= Alec C. Kimmelman =

American academic

Alec C. Kimmelman is an American physician and researcher who is dean of NYU Grossman School of Medicine and chief executive officer of NYU Langone Health.

== Early life and education ==
Kimmelman earned his bachelor's degree from Cornell University and completed a dual MD/PhD through the Medical Scientist Training Program at the Icahn School of Medicine at Mount Sinai. He joined Harvard Medical School as a clinical fellow, completing his residency in radiation oncology and a postdoctoral fellowship at Dana-Farber.

== Career ==
Kimmelman ran a research program at Dana-Farber Cancer Institute focused on pancreatic cancer. He was also an attending physician at Brigham and Women's Hospital and Dana-Farber Cancer Institute, where he specialized in gastrointestinal malignancies, including pancreatic cancer.

Kimmelman joined NYU Langone in 2016 and has held several leadership roles at the medical center. He served as director of NYU Langone's Laura and Isaac Perlmutter Cancer Center, the Laura and Isaac Perlmutter Professor of Radiation Oncology, the Anita Steckler and Joseph Steckler Chair of the Department of Radiation Oncology, and chair of the Department of Radiation Oncology at NYU Grossman School of Medicine.

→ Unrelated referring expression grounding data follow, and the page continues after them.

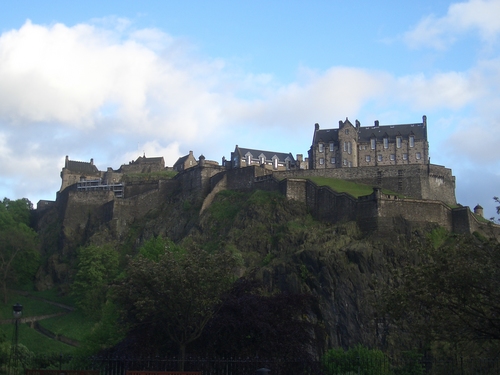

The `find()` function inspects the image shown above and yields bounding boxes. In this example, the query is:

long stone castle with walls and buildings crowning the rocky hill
[38,116,500,238]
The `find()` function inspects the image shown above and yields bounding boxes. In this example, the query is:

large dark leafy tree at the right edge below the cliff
[384,231,500,356]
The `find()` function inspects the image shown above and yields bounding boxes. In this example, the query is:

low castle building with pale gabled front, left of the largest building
[229,145,297,171]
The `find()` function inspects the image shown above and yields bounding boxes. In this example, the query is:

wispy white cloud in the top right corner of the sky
[404,0,500,50]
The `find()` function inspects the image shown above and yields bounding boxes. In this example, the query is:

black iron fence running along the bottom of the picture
[14,355,500,375]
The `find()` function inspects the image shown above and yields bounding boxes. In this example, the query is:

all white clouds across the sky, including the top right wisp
[0,9,500,217]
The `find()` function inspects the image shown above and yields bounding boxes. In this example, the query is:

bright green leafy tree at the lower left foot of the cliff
[71,245,119,319]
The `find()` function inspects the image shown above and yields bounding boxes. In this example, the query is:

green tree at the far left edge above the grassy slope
[0,198,39,303]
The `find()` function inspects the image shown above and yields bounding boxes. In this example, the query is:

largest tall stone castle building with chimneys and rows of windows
[309,116,429,169]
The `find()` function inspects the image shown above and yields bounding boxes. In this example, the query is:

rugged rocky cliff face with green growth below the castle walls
[37,186,432,356]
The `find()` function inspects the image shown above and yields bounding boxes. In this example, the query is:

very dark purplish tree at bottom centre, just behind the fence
[191,279,325,360]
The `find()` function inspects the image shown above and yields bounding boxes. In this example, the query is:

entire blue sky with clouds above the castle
[0,0,500,218]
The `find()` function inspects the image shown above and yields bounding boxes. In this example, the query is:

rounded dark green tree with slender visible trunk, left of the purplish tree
[115,248,237,371]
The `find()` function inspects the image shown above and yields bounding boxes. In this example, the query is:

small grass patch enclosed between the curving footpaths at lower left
[38,310,95,341]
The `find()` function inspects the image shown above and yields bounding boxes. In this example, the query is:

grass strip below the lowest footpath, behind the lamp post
[0,324,75,354]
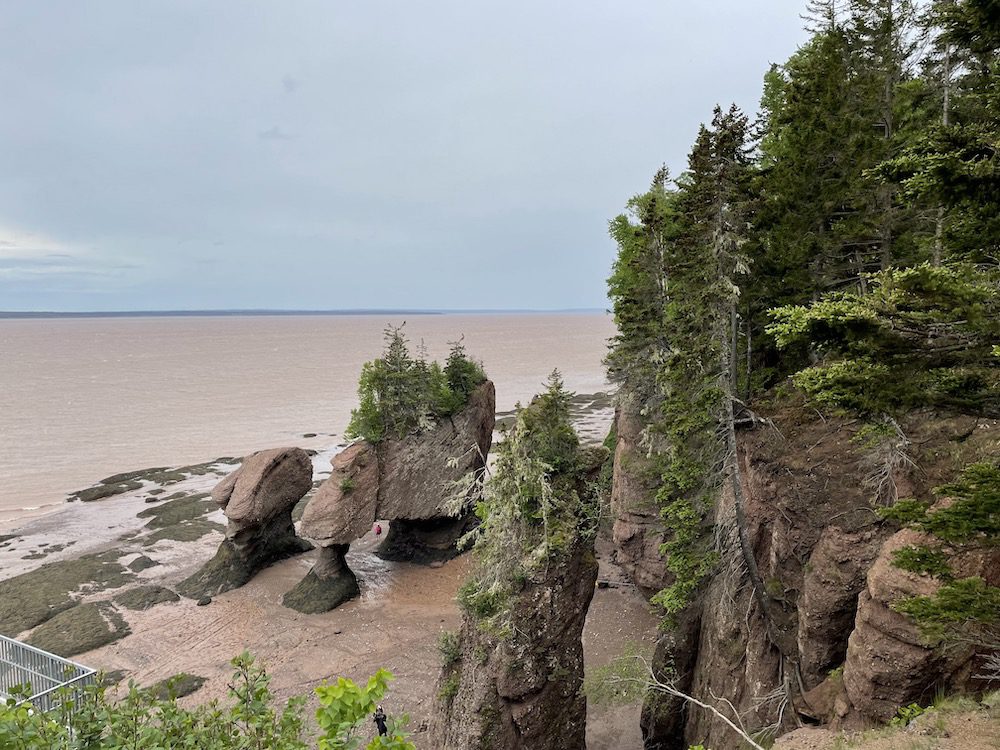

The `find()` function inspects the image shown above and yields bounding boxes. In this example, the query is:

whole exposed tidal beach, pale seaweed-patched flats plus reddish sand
[0,393,658,750]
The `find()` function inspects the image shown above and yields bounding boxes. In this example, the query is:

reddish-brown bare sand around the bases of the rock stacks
[75,534,656,750]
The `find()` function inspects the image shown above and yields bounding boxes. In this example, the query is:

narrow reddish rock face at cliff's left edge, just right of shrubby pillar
[611,403,667,595]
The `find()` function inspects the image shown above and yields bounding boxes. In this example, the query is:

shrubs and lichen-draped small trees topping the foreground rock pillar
[459,371,593,632]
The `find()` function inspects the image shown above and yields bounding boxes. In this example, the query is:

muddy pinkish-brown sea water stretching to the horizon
[0,314,614,529]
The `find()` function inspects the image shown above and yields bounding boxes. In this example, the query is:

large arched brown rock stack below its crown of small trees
[284,381,496,613]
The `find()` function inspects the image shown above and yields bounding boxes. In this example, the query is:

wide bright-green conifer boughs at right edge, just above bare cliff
[768,263,1000,415]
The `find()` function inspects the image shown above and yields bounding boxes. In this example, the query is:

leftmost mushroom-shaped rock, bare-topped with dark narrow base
[177,448,312,599]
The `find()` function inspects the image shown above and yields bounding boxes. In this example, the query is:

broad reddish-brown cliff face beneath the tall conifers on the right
[615,407,1000,750]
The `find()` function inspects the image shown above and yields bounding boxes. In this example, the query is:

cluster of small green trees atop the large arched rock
[346,326,486,444]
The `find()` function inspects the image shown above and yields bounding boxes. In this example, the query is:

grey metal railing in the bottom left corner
[0,635,97,712]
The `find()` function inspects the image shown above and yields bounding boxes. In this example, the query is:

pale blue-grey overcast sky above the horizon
[0,0,804,310]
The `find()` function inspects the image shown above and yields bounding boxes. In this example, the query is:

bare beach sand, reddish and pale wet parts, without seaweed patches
[0,398,657,750]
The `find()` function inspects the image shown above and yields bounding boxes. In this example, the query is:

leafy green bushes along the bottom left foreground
[0,652,414,750]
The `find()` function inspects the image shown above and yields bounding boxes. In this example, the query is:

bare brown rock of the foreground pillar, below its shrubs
[430,540,597,750]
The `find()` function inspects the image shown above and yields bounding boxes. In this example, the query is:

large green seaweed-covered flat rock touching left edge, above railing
[0,553,133,637]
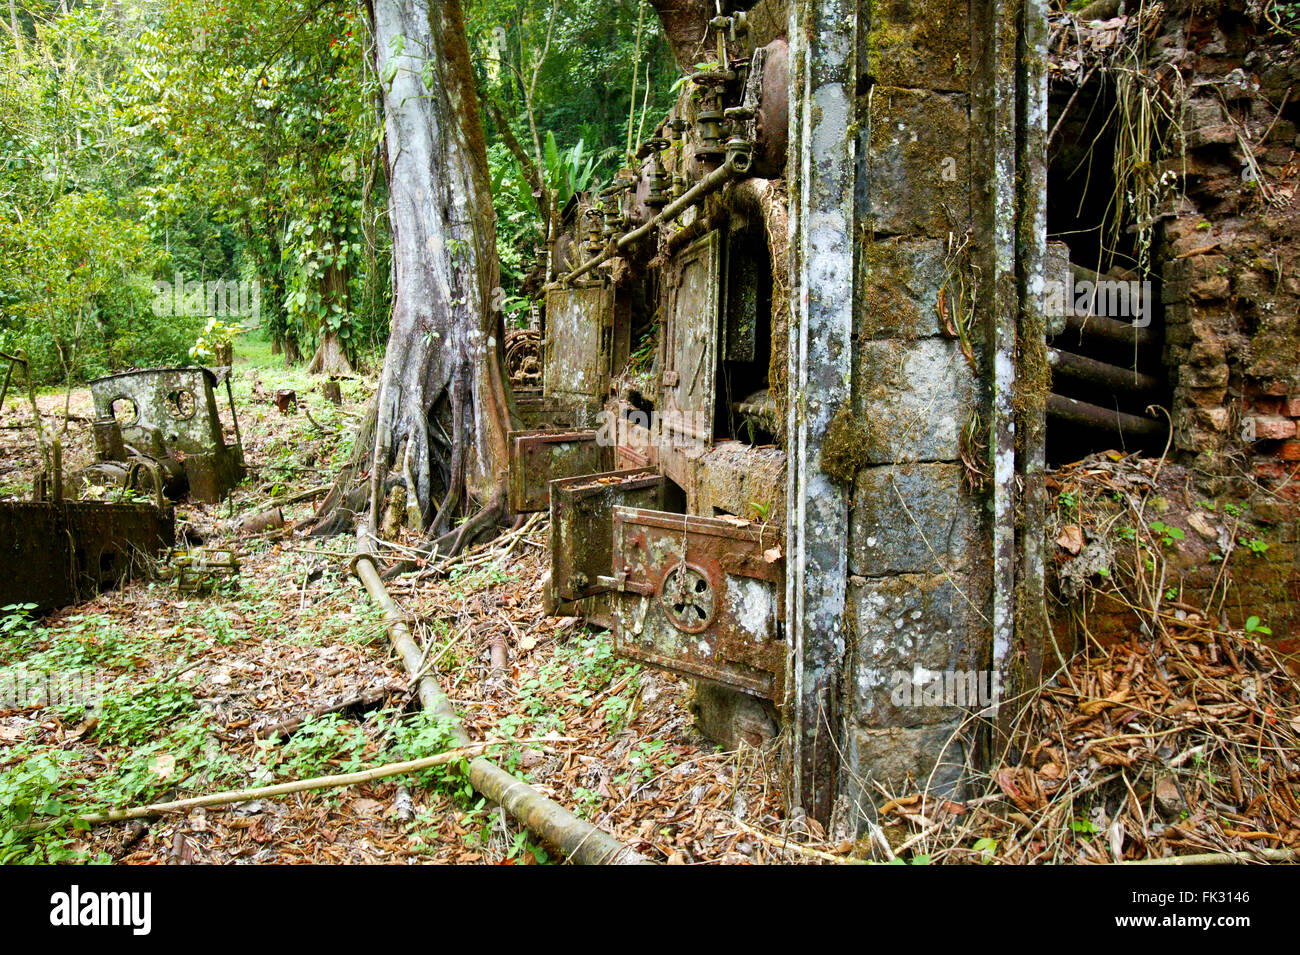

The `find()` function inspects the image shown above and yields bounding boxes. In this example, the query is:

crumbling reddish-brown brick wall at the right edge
[1056,1,1300,652]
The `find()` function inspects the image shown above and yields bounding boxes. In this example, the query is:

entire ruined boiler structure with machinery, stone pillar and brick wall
[510,0,1300,821]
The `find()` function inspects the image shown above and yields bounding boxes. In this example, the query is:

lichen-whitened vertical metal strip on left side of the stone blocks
[785,0,858,820]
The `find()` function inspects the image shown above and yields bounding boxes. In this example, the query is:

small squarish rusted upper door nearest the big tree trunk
[542,282,614,403]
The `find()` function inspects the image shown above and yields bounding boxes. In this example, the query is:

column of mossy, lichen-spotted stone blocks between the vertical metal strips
[840,0,991,820]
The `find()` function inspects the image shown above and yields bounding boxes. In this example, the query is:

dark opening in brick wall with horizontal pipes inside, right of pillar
[1047,78,1170,464]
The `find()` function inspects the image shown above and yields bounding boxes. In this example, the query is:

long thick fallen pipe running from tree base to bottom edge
[350,545,650,865]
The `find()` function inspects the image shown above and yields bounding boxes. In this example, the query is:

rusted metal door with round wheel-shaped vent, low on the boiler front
[605,507,787,702]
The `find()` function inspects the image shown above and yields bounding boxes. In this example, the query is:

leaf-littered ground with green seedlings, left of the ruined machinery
[0,342,854,864]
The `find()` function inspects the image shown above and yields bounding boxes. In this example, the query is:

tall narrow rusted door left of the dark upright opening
[662,230,722,450]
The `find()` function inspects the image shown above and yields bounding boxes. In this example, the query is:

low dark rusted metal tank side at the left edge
[0,502,176,611]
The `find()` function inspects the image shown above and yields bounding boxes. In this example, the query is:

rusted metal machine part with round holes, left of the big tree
[83,368,244,504]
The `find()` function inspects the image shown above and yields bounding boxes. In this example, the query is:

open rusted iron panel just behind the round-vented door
[551,468,664,600]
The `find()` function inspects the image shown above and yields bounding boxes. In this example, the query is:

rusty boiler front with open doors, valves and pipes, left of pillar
[508,14,789,703]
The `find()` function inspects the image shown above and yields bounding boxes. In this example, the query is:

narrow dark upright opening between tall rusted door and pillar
[714,217,777,446]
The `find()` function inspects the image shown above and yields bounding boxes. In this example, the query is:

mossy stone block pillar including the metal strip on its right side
[833,0,1045,825]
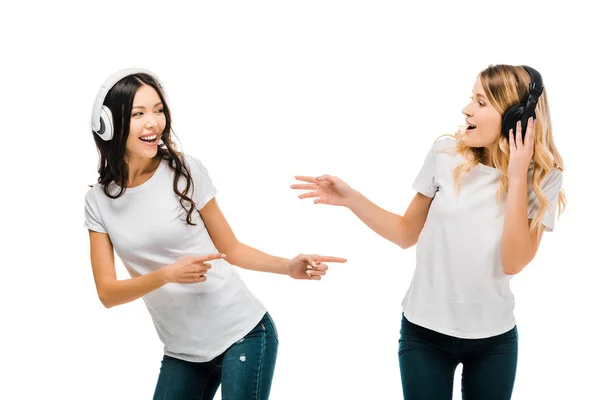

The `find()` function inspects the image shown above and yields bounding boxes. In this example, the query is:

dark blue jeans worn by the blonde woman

He was also associate dean of cancer research at the school, served on the Executive Management Committee of the Perlmutter Cancer Center, and co-led its Cancer Cell Biology Program.

In 2025, Kimmelman was appointed dean of NYU Grossman School of Medicine and chief executive officer of NYU Langone Health.

== Research ==
Kimmelman is a National Institutes of Health–funded investigator whose work has primarily focused on pancreatic cancer and the key biological functions of Ras oncogenes. Kimmelman's laboratory was focused on the basic and translational science of pancreatic cancer. His research identified unique metabolic pathways and revealed how the Kras oncogene reprograms tumor metabolism. This work has helped define the metabolic characteristics of pancreatic cancer and has supported the development of multiple clinical trials targeting the disease.

Kimmelman's research has been published in Cell, Science, Nature, Cancer Cell, Cancer Discovery and Genes & Development.

=== Milestones ===
In 2023, Kimmelman received a $1.7 million Drug Discovery Award from the Mark Foundation for Cancer Research. Under his leadership, the Perlmutter Cancer Center established the Center for Molecular Oncology in October 2024.

During Kimmelman’s tenure as director of the Laura and Isaac Perlmutter Cancer Center, he and his team oversaw research initiatives, clinical programs and trials, and the expansion of disease centers and cancer services across NYU Langone sites.

== Awards and honors ==
In 2015, Kimmelman was awarded the Ruth Leff Siegel Award for Excellence in Pancreatic Cancer Research by Columbia University. He has been inducted into both the American Society for Clinical Investigation and the Association of American Physicians. In 2021, he was named one of the world's most influential researchers by Clarivate, an acknowledgment reserved for scientists whose publications rank in the top 1 percent of citations in their field.